Hence, Bangladesh merely achieved a utilization of 43% in coal-fired power generation between the fiscal year of 2018 and 2019, and has to pay plant operators US$1.1 billion. The MPEMR has paid 1/3 of its budget to power plants that have lost money due to idling between 2020 and 2021.

Most of the coal-fired power plants in Bangladesh are located in coastal areas; in those areas, not only is the population dense, but there are also important eco-protection regions. Sharif Jamil, the Secretary of the Poribesh Bachao Andolon (POBA), proposed to cancel the coal-fired power plant that is located at the largest mangrove in the world, and has been thanking the government for taking the courageous first step.

Possessing a total capacity of 1,320MW, the specific coal-fired power plant costs US$1.7 billion, and is able to provide a prominent degree of power for the rapidly developing Bangladesh; however, it is located at the largest mangrove Subdarbans that spans across India and Bangladesh, which is also an important habitat for Bengal tigers. This has resulted in protests from local residents and environmental groups. The United Nations Educational, Scientific and Cultural Organization commented in 2016 that factory pollution is very likely to create irreversible damages to Sundarbans.

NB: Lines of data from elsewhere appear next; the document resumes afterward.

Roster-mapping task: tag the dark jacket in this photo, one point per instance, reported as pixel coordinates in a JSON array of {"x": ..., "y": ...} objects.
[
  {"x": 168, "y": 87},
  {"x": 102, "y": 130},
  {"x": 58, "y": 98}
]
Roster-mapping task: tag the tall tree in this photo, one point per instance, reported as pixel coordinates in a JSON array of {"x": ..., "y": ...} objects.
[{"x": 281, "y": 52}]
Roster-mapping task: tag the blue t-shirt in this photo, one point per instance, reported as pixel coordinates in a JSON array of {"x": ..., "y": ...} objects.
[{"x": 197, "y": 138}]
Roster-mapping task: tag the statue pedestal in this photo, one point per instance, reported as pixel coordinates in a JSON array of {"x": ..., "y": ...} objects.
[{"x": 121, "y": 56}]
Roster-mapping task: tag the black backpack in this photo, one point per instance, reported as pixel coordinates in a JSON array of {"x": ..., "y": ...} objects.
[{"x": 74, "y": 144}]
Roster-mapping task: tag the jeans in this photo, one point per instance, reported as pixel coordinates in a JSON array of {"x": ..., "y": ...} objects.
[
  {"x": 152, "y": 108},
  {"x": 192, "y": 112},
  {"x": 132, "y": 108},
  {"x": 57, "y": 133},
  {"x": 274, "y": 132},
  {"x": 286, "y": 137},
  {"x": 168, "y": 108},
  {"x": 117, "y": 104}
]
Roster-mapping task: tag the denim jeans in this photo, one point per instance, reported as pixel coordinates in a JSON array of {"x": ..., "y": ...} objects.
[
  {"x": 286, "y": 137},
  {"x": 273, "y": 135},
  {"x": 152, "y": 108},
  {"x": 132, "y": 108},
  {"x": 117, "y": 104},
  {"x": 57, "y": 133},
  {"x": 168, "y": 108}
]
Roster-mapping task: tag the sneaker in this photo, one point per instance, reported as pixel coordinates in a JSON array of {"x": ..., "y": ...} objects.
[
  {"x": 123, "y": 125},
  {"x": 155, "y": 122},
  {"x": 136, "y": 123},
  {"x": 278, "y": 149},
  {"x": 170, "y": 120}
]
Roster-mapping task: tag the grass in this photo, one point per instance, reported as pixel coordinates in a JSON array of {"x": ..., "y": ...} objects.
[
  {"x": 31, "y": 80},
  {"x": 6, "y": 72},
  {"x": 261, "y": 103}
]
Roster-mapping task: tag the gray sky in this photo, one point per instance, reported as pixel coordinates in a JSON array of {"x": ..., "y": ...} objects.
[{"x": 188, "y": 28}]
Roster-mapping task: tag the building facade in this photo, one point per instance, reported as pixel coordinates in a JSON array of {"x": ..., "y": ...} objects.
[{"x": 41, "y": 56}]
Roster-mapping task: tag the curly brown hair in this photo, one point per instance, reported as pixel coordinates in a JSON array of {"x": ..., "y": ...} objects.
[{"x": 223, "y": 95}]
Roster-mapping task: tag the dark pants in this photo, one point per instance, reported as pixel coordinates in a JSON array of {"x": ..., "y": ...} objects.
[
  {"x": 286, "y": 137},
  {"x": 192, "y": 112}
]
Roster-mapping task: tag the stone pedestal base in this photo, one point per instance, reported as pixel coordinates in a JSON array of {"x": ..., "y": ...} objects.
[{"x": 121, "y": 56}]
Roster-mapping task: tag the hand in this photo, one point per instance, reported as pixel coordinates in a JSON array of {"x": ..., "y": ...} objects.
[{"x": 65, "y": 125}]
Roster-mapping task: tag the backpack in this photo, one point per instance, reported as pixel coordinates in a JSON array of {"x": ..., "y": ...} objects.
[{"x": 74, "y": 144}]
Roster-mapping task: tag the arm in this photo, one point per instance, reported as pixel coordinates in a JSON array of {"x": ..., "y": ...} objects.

Coal-firing is not necessarily the primary power generation source for Bangladesh. The country currently has a total installed capacity of 19,000MW, of which 70% is occupied by natural gas power plants, followed by renewable energy such as oil-firing, hydroelectricity, biofuel, solar, and wind. However, the demand for power is only going to increase for developing countries, and Bangladesh hopes to expand on the development of renewable energy in the current phase, alongside a continuous investment on natural gas.

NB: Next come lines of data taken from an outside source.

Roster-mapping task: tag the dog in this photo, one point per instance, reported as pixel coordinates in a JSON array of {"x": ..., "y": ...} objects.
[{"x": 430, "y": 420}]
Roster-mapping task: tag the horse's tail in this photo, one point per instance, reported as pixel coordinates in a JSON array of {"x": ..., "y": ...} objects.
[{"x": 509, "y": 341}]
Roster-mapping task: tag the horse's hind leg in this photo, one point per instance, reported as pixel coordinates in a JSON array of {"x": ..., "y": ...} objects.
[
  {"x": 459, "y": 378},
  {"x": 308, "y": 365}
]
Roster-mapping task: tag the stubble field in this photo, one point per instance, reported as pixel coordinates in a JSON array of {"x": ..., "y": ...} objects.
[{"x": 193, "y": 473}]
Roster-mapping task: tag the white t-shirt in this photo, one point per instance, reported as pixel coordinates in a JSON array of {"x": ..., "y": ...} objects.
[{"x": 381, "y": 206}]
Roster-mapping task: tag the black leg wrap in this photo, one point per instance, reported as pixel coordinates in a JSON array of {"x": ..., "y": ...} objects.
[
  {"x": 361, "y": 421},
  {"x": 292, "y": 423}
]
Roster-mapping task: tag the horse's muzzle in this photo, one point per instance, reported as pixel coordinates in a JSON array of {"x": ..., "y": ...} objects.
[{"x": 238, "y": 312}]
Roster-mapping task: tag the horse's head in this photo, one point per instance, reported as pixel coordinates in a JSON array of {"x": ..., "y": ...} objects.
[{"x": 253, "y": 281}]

Most of the power plants in Bangladesh work with China, Japan, and India. Thus, any changes to the energy policy of the country will also generate attention. Among the countries that are working with Bangladesh, China dominates the engineering, procurement and construction of the power plants, as well as the equity investment market. Companies that have signed the most EPC contracts of coal-fired power plants with Bangladesh include China Power Investment Corporation, China Energy Engineering Group, and NEPC. Chinese companies have participated in contracts equivalent to 16.5GW, followed by Japanese companies as the second largest EPC contractor at merely 2.4GW.